Error response from daemon: container <container id> does not exist in database: no such container

The interesting part is that you get the same error even if you run docker network ls instead of docker network inspect <network>.

I believe it may be the cause of this Gitlab Runner issue (or it's at least one of the causes) and one similar error that I believe has not been reported to Gitlab yet that I've only observed with Podman 4.4.

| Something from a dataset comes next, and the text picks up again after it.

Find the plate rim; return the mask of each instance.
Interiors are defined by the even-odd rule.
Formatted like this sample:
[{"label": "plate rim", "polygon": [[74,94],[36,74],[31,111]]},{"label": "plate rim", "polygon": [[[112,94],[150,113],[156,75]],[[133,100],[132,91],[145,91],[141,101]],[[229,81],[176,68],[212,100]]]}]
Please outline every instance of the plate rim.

Steps to reproduce the issue

Steps to reproduce the issue

  1. Start Podman API server (podman system service).
  2. Create a network (podman network create test).
  3. Configure native docker to use Podman's socket (export DOCKER_HOST=unix://<path to socket>).
  4. Loop container creation (check below the list for an example code).
  5. Watch either output of docker network list or docker network inspect test (check below the list for an example code).

Example creation loop:

while true
do
    podman run -d --rm -ti --network test fedora sleep 1;
done

Example watch (you need to open the file to find those lines, terminal control keys used to clear screan are stored in it so simple cat won't work):

watch -tn 0.1 --exec docker network ls | tee -a test.log

Describe the results you received

Podman server sometimes fails with container not found error. Log entry:

INFO[0052] Request Failed(Internal Server Error): container cf3b535ee60be15c9b5ed36240caa923119be4f06f9ff80bd98620d3c7e3ef3e does not exist in database: no such container 
@ - - [02/Feb/2023:17:15:09 +0000] "GET /v1.41/networks HTTP/1.1" 500 178 "" "Docker-Client/20.10.23 (linux)"

Describe the results you expected

No errors for either request.

Ff Podman finds it cannot retrieve container details because it does no longer exist it should just remove it from network inspect output.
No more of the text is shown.